In the last few weeks, clean mobility, and hydrogen as part of it, has had a crescendo of interest and Riversimple has been very involved in the zero-emission conversation, from award nominations to media coverage, new events and podcasts. As concern about the climate crisis escalates, people are seeking alternatives to the status quo – and that definitely includes clean personal transport.
It’s wider than just the vehicle itself. Our business is truly disruptive, and that resonates with a growing public interest in new ways of doing things: usership not ownership; circularity instead of take, make, dispose; longevity not obsolescence.
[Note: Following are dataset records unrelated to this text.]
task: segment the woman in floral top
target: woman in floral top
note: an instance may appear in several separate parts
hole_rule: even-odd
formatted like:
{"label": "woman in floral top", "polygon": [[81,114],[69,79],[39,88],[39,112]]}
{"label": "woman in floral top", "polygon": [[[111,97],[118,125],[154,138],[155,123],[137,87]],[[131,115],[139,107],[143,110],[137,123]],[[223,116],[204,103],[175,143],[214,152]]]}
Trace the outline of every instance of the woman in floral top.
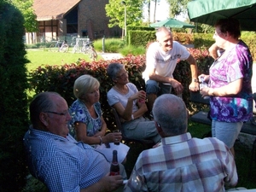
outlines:
{"label": "woman in floral top", "polygon": [[233,146],[243,122],[253,116],[253,58],[240,36],[237,20],[218,20],[213,38],[224,52],[211,66],[210,75],[199,76],[199,79],[209,81],[209,87],[201,93],[202,96],[210,96],[212,137],[223,141],[234,155]]}

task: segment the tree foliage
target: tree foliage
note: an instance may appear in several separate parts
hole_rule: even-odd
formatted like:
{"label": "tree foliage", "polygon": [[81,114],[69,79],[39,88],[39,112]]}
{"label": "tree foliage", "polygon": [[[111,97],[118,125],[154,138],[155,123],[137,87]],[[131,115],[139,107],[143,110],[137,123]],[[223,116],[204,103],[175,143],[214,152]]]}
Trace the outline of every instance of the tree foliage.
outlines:
{"label": "tree foliage", "polygon": [[24,17],[24,27],[26,32],[37,32],[38,30],[37,15],[32,9],[33,0],[9,0],[22,14]]}
{"label": "tree foliage", "polygon": [[110,18],[108,26],[124,27],[125,5],[122,2],[125,2],[126,6],[126,25],[140,25],[143,18],[143,0],[109,0],[105,7],[107,16]]}

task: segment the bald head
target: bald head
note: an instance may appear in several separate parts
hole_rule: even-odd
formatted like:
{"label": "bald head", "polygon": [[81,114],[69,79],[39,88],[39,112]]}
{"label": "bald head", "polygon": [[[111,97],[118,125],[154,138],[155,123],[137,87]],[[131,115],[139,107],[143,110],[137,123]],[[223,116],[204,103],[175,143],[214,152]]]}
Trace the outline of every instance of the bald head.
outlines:
{"label": "bald head", "polygon": [[180,135],[187,131],[188,111],[183,101],[172,94],[159,96],[153,106],[153,115],[166,137]]}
In October’s edition of The Manufacturer and in this piece in November’s Autocar, Riversimple founder Hugo Spowers highlights the necessity for both hydrogen electric and battery electric vehicles:
“Some demands are met better by BEVs and some by hydrogen. We need both these technologies; we don’t argue over solar or wind turbines winning the energy race.”
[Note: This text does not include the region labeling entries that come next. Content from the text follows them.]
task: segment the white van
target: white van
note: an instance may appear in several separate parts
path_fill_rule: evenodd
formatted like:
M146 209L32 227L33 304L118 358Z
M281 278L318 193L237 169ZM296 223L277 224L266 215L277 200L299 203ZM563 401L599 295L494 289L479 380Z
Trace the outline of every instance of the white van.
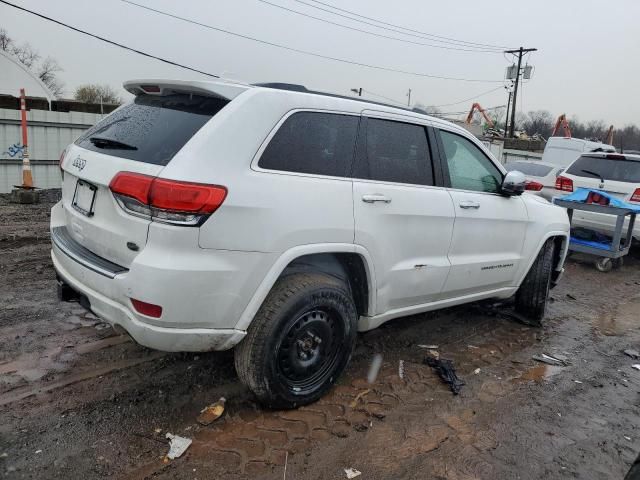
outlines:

Hugo also outlines hydrogen’s role as a convenient storage vector for intermittent renewables:
“Electricity and hydrogen are very complementary. You can make electricity more efficiently from some sources and hydrogen more efficiently from others. For instance, producing electricity from wind is far more efficient than hydrogen. But when there’s excess wind, you can’t store electricity but you can store hydrogen. On the other hand, hydrogen is made more efficiently from biogas than electricity.”
Auto Futures is a recently-launched Thomson Reuters platform all about the rapidly-evolving automotive industry – and we attended their stylishly executed event, Auto Futures Live, in London at the end of October. We truly enjoyed being amongst a very informed and forward-thinking bunch.
Watch Hugo in their fascinating Fuel of the Future debate with: Helen Lees from Groupe PSA; Ricardo Martinez-Botas, Professor of Turbomachinery at Imperial College London and ClientEarth’s Dominic Phinn.
The BBC’s Fergus Nicholl covered us in this piece which is largely about hydrogen electric cars from the consumer’s perspective – ‘Behind the wheel of a hydrogen car.” Fergus took the Hyundai ix35 out for a spin and found it a quiet, clean experience. “But this is a sector in which the upstart start-up can claim a modest place too,” he says. “Outside Llandrindod Wells, a small market town in central Wales, Riversimple aims to lease, not sell, its futuristic hydrogen fuel cell vehicles to a strictly local market.”
“The Riversimple business model – a three-year fixed price lease aimed at short-distance local drivers – is designed to negate the biggest problem affecting hydrogen cars: range anxiety.”
Hugo himself has also been in focus this autumn. In the era of the cult of personality, his dogged pursuit of Riversimple’s goal – personal mobility with zero environmental impact – has attracted attention. He can be little unreasonable at times. Or, possibly, the most unreasonable of people… Hugo was presented with the London Business School’s George Bernard Shaw Unreasonable Person Award on 14 November!
Hugo with Jeff Skinner and Justin Birkinshaw of LBS. Hugo was both the judges’ and the people’s choice for this award “for an individual who has shown enormous tenacity and stubbornness in pursuing an idea, despite the difficulties encountered along the way”.
Other recent coverage includes this BBC World Service business report on hydrogen cars; this article in French business magazine Challenges; this brilliant Fully Charged podcast, which explores aspects of our atypical business model; and most recently this film on CNBC, featuring Head of Powertrain Dr Nico Sergent.